Interview with the MAASK Team
Several barriers exist in the world of clustering, and they need clever solutions. One of them concerns expanding memory allocation throughout the nodes of a cluster, also called distributed shared memory (DSM). Using this method, any process that uses memory sharing for interprocess communications (IPC) no longer is limited and is free to roam (read: migrate). Such a solution, MigShm, now exists in openMosix.
MigShm was created by five female college students from India. MAASK stands for Maya, Anu, Asmita, Snehal and Krushna, the five authors. They created it as final project at Cummins College of Engineering, University of Pune. MigShm quickly drew responses from people in the openMosix community and showed a bright future. Although Dr Moshe Bar still considers MigShm to be a separate add-on, he would like MigShm to develop to a more mature level. Sometime in the future, MigShm most likely will be fully merged with openMosix to extend openMosix's features. Now, let's hear MAASK speak about its projects and ideas.
Linux Journal: What is the educational background of the MAASK team?
MAASK: Maya did her schooling in Aurangabad and the rest of us studied here in Pune. After finishing with junior college, we all received Bachelor of Engineering degrees in Information Technology, from the Cummins College of Engineering at the University of Pune.
LJ: What made you become interested in computer science in general and Linux specifically? Many female students seem to be more interested in economics or management--no offense meant.

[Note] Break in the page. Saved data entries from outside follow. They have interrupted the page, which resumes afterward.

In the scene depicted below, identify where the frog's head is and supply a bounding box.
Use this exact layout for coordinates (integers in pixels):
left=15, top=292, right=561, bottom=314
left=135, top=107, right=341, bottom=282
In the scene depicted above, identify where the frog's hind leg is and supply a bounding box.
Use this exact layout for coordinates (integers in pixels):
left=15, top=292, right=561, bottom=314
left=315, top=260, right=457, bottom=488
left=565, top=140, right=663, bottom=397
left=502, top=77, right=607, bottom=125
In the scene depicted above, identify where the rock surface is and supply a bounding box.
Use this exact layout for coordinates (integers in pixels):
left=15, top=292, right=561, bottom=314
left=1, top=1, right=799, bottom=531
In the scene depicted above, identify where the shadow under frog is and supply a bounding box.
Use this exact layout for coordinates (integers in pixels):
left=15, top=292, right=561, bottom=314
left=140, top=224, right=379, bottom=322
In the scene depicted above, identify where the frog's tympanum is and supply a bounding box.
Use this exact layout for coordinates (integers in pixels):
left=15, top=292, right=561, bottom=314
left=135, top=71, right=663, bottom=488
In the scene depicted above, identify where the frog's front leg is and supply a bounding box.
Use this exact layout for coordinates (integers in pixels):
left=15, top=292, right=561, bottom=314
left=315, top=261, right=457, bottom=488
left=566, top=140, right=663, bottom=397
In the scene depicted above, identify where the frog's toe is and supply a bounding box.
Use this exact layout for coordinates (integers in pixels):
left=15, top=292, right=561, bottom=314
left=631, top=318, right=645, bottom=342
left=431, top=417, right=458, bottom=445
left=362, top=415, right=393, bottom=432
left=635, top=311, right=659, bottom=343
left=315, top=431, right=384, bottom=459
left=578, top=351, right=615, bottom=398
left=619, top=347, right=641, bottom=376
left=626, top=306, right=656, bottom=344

MAASK: With computer technology advancing rapidly, it is obvious that more and more people will get involved in the software industry. In our early days, the concept of free software attracted us. We struggled a bit with Linux initially, but when we got into the core of it, we were simply thrilled.
The best part is that you have the source with you and you can play with it. That is the best way to learn any system. The global user/developer community, the number of projects on top of it (such as openMosix), the kernel versioning system, coding style--everything about it is just so cool. It lacked a few things, such as a true threading model, a preemptive kernel and so on, but with the 2.6 release these issues no longer exist. Also maybe some work needs to be done on the GUI front to attract more users. With so many people working on various distributions, this front also should improve. And who said women can't enter and succeed in this field?

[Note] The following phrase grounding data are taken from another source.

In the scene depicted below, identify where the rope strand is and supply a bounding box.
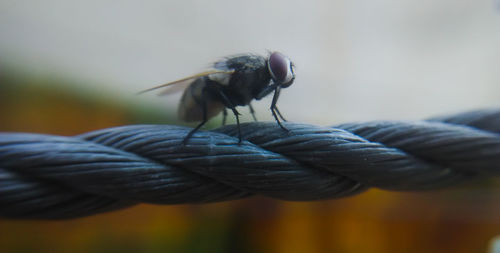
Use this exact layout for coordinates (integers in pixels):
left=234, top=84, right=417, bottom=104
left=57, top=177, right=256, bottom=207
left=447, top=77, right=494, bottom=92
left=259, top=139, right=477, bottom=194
left=1, top=109, right=499, bottom=219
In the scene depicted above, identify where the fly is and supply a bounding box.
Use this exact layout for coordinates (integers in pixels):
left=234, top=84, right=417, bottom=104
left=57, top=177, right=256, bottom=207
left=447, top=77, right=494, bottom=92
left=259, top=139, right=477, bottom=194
left=139, top=52, right=296, bottom=144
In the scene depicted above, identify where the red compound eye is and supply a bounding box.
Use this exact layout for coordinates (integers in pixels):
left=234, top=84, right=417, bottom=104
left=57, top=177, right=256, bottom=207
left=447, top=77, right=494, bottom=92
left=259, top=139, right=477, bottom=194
left=268, top=52, right=294, bottom=86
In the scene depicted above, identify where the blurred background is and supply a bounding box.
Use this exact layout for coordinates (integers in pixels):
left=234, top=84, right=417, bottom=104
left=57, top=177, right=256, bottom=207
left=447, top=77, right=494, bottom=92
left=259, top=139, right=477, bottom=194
left=1, top=0, right=500, bottom=252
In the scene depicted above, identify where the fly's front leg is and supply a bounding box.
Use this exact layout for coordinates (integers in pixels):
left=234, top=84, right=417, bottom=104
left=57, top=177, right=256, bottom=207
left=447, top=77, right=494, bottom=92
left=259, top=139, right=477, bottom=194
left=274, top=105, right=287, bottom=122
left=271, top=87, right=288, bottom=131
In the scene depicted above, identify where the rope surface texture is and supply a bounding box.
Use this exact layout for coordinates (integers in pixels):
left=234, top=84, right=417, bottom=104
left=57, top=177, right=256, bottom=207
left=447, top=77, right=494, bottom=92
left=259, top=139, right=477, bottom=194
left=1, top=109, right=500, bottom=219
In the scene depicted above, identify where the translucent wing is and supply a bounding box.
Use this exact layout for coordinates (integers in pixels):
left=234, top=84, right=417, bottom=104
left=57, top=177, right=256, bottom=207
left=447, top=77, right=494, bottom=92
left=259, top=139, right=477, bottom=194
left=137, top=69, right=235, bottom=95
left=156, top=80, right=191, bottom=96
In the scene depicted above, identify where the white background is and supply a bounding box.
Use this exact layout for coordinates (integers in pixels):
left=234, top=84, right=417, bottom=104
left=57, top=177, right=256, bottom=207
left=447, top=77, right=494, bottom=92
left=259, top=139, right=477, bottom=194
left=1, top=0, right=499, bottom=124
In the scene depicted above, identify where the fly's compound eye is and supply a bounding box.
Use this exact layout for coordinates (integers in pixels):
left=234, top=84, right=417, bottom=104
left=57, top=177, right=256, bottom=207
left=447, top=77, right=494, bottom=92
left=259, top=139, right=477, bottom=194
left=268, top=52, right=295, bottom=88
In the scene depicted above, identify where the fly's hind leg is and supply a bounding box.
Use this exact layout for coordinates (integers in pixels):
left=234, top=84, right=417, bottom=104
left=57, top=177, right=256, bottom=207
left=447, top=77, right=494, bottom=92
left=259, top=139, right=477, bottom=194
left=183, top=89, right=208, bottom=144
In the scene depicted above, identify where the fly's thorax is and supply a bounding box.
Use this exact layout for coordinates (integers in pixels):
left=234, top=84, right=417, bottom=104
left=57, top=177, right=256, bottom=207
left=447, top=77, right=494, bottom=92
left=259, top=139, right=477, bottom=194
left=224, top=54, right=267, bottom=69
left=219, top=55, right=271, bottom=106
left=178, top=77, right=224, bottom=122
left=228, top=69, right=271, bottom=105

LJ: In India, IT field is growing fast. Can you tell me some of latest news about the IT field in India? Does the Indian government have specific programs to support IT development?
MAASK: The Indian government actively is involved in the promotion of the IT sector, because IT now is one of our largest sources of foreign revenue generation. There are various software technology parks (STPs) being set up at various cities--Pune, Bangalore, Hyderabad and Chennai being at the forefront--equipped with the latest infrastructure.
Even more exciting for Linux users, the government recognizes that in a developing country such as ours, the introduction of a free OS will galvanize penetration of PCs. Our President, Mr. A. J. Kalam, recently gave a speech in which he encouraged government agencies as well as individual users to actively use open-source software.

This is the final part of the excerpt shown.